Performance definitely is impacted by not having native asynchronous I/O enabled.

Which operating system kernel is your container host running on? This should be a problem with the container environment. MariaDB is basically just a messenger here.

I read somewhere that disabling name resolving could solve the issue. But that is already disabled.

> Which operating system kernel is your container host running on?

The server is Debian 12.
Linux version 6.1.0-25-amd64 (debian-kernel@lists.debian.org) (gcc-12 (Debian 12.2.0-14) 12.2.0, GNU ld (GNU Binutils for Debian) 2.40) #1 SMP PREEMPT_DYNAMIC Debian 6.1.106-3 (2024-08-26)

I also noticed that ulimit -l (memlock) was rather low in the container. It gave 8192 (K).
I added several values to docker run including --ulimit memlock=268435456:268435456 but to no avail.

But note: The old 10.5.23 container has the same low memlock value.

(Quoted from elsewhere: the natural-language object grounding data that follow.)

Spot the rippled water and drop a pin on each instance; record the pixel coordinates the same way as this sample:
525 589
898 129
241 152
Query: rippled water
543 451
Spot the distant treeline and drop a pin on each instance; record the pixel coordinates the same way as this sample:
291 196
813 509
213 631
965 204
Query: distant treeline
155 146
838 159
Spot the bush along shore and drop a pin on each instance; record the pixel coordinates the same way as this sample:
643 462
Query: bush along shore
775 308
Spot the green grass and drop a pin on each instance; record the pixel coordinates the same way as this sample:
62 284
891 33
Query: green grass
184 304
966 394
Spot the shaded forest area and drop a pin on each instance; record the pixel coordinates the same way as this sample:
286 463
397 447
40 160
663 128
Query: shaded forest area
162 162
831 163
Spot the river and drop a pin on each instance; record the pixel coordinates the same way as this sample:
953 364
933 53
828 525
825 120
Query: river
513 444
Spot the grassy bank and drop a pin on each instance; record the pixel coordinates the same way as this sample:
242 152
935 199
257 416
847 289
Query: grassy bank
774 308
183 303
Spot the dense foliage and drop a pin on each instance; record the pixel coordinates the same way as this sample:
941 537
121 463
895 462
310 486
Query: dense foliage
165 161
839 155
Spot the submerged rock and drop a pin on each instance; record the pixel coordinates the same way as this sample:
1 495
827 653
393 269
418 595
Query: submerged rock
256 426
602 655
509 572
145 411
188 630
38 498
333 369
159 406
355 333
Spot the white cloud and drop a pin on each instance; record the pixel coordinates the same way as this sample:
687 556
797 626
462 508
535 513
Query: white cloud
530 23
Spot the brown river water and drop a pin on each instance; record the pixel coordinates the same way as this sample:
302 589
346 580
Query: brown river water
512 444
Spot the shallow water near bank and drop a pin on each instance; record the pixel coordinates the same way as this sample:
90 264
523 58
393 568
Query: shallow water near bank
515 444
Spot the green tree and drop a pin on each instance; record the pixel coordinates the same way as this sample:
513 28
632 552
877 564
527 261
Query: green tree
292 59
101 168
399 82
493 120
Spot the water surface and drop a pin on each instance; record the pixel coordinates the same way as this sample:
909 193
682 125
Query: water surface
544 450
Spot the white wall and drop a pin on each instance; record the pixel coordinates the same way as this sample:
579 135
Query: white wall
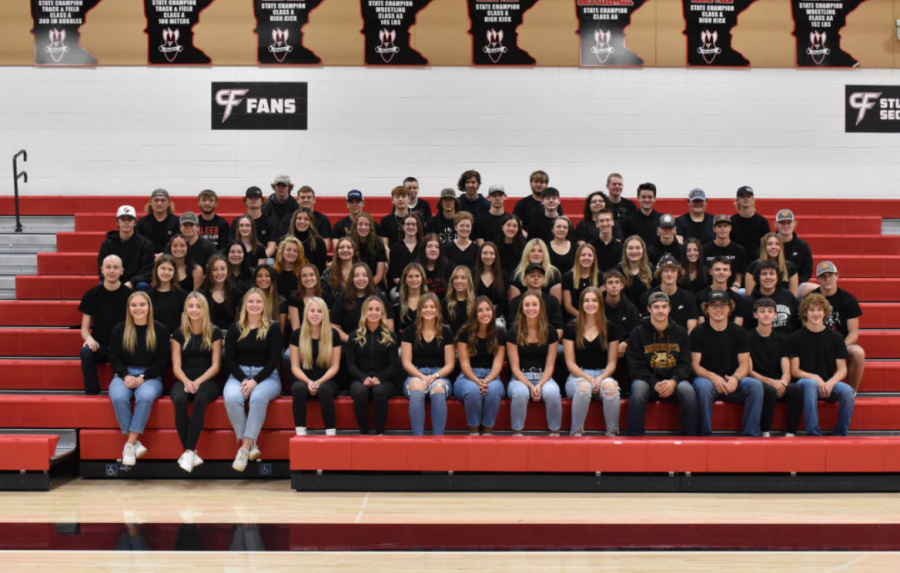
130 130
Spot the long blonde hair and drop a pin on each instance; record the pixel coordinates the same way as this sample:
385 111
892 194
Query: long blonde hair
243 322
129 339
205 323
326 345
383 328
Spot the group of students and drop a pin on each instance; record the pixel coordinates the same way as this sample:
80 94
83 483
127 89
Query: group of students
399 311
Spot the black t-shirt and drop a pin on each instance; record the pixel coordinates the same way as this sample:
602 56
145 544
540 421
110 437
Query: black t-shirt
594 355
428 354
106 309
533 355
194 359
844 306
818 351
482 358
767 352
720 349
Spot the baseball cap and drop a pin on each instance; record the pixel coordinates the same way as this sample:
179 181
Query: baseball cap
784 215
825 267
667 222
125 211
188 218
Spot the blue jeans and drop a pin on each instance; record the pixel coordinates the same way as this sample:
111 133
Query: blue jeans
438 404
144 396
749 391
581 401
642 392
249 425
519 394
841 393
481 410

10.5 didn't have io_uring which is why its unaffected.

On the late kernel version you have memlock limits don't apply to uring any more (and the error would be different if it did - it would tell the required size or ENOMEM I think from memory).

skip_name_resolve as a solution is very odd. They aren't connected to io_uring. Internet answers always have a few random answers.

This is probably seccomp filters blocking io_uring in the default profile - https://github.com/moby/moby/commit/891241e7e74d4aae6de5f6125574eb994f25e169

Apparently https://github.com/moby/moby/issues/41371#issuecomment-1984972151 still the case, --security-opt=seccomp:unconfined. or create a custom seccomp profile - https://podman.io/blogs/2019/10/15/generate-seccomp-profiles.

If you do create a profile, a contribution on https://github.com/MariaDB/mariadb-docker would be most welcome.

Some text for a https://mariadb.com/kb/en/docker-official-image-frequently-asked-questions/ is probably the next step.

Thanks, Daniel. I am wondering if it was a good decision to use liburing if it is considered exploitable and we have to change sec profiles to get it working..

Docker does recommend to not change the default profile. And running unconfined to unblock liburing is no good strategy imo. Too bad that we cant pass an exception for liburing only on the docker run (without composing new seccomp profiles).

That said, I would argue that this is not just a matter of documentation. Since MariaDB is dockerized 'everywhere', this affects many people. Those who dont see it, have a degraded performance and others should be lowering security barriers. No nice choice.

In the meantime I stick to the latest 10.5 but has no good future either

Appreciating all prompt comments btw !

Ack, its a tough assessment. I went as far as moby revert -> Blackhat link, page 6, https://syzkaller.appspot.com/upstream/fixed - check current io_uring in search results (which is scarier than I hoped).

As all security exploitable is a really tough assessment, to work out.

On the plus side, if you consider mariadb is doing the uring, anything user attempted as exploitable needs to get into MariaDB's layers too, so if there's an exploit, its a tough one for a SQL user to inject.

> Since MariaDB is dockerized 'everywhere', this affects many people. Those who dont see it, have a degraded performance and others should be lowering security barriers. No nice choice.

MDEV-36182 is having contemplation for dual libaio fallback from liburing.

> In the meantime I stick to the latest 10.5 but has no good future either

Unclear if the degraded performance is actually worse than 10.5. Either way this is IO speed only. Welcome feedback on anyone who does benchmarks.